Will some of the polish come off Apple with new reports that its coolest products are made in crowded labor camps by sometimes underage workers who work 60 hours or more a week and live 20 or 100 to an apartment (depending on the report) with suicide netting installed to keep them from jumping? .
This morning, the New York Times weighed in with a front page 5000-word investigative report that focused heavily on Foxconn, the Chinese manufacturing behemoth that manufactures iPhones and iPads. The Times’ report suggests that not only did Apple know about the horrendous conditions and fail to act, but that its corporate culture actually tacitly encouraged its suppliers to exploit workers by emphasizing component price points and extreme product deadlines over employee safety and working conditions.

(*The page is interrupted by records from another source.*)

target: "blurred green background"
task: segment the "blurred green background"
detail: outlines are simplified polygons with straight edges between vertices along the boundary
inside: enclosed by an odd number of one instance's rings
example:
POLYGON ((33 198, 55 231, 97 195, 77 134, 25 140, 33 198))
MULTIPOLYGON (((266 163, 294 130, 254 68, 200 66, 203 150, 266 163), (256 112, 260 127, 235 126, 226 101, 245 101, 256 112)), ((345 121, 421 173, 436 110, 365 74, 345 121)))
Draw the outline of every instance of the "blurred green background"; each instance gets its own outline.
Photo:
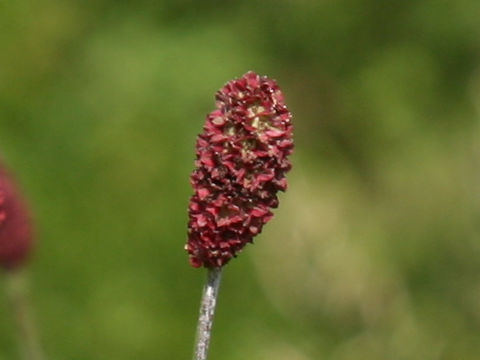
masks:
MULTIPOLYGON (((480 1, 0 1, 0 152, 48 358, 189 359, 194 141, 255 70, 289 191, 225 269, 212 360, 478 359, 480 1)), ((4 279, 0 279, 0 284, 4 279)), ((0 359, 18 358, 0 292, 0 359)))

The New York Times article also reports:
- Employees who arrived late to work were sometimes required to write confession letters and copy quotations.
- Salaries of $22 a day or less, including overtime, for college grads.

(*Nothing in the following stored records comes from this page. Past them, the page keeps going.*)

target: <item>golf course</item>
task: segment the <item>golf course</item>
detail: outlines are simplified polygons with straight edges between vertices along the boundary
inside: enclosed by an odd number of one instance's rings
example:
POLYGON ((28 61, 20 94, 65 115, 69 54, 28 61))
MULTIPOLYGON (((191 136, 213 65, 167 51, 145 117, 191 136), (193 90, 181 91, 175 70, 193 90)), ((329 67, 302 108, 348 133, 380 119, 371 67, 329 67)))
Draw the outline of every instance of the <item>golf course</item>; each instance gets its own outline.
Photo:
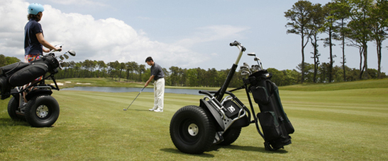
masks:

- Living quarters with 20 people stuffed into a three-room apartment, according to workers.
- Foxconn disputed workers’ accounts of continuous shifts, extended overtime, crowded living accommodations and the causes of the riot.

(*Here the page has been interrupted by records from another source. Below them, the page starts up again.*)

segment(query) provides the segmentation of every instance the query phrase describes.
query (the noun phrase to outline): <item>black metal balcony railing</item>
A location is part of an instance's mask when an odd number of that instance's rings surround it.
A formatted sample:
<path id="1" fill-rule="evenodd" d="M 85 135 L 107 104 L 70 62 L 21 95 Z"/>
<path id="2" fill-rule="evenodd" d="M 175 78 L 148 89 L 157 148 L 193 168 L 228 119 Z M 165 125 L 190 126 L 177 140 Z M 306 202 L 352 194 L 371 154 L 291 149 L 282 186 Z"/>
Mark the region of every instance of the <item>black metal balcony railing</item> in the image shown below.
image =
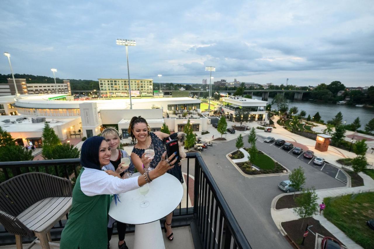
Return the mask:
<path id="1" fill-rule="evenodd" d="M 182 208 L 180 204 L 174 210 L 173 226 L 191 226 L 195 248 L 251 248 L 200 154 L 188 153 L 187 159 L 187 175 L 193 175 L 194 179 L 193 184 L 190 177 L 185 181 L 187 192 L 193 190 L 193 196 L 187 193 L 187 206 Z M 77 159 L 0 162 L 0 174 L 1 181 L 36 171 L 69 179 L 73 172 L 77 176 L 80 167 Z M 188 206 L 190 198 L 192 206 Z M 59 240 L 65 223 L 60 221 L 51 230 L 54 240 Z M 134 232 L 134 226 L 129 228 L 126 232 Z M 0 225 L 0 246 L 14 243 L 14 237 Z"/>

- Audits have found consistent violations of Apple’s code of conduct.
For a company that has carefully cultivated a progressive image, the Times piece poses some challenges for Apple and its CEO, Tim Cook. Cook’s $378 million in annual compensation is at the top of 2011 executive compensation lists and Apple is sitting on $98 billion in cash at the moment. That’s at least $30 billion more than analysts expected Apple to have on hand at this time.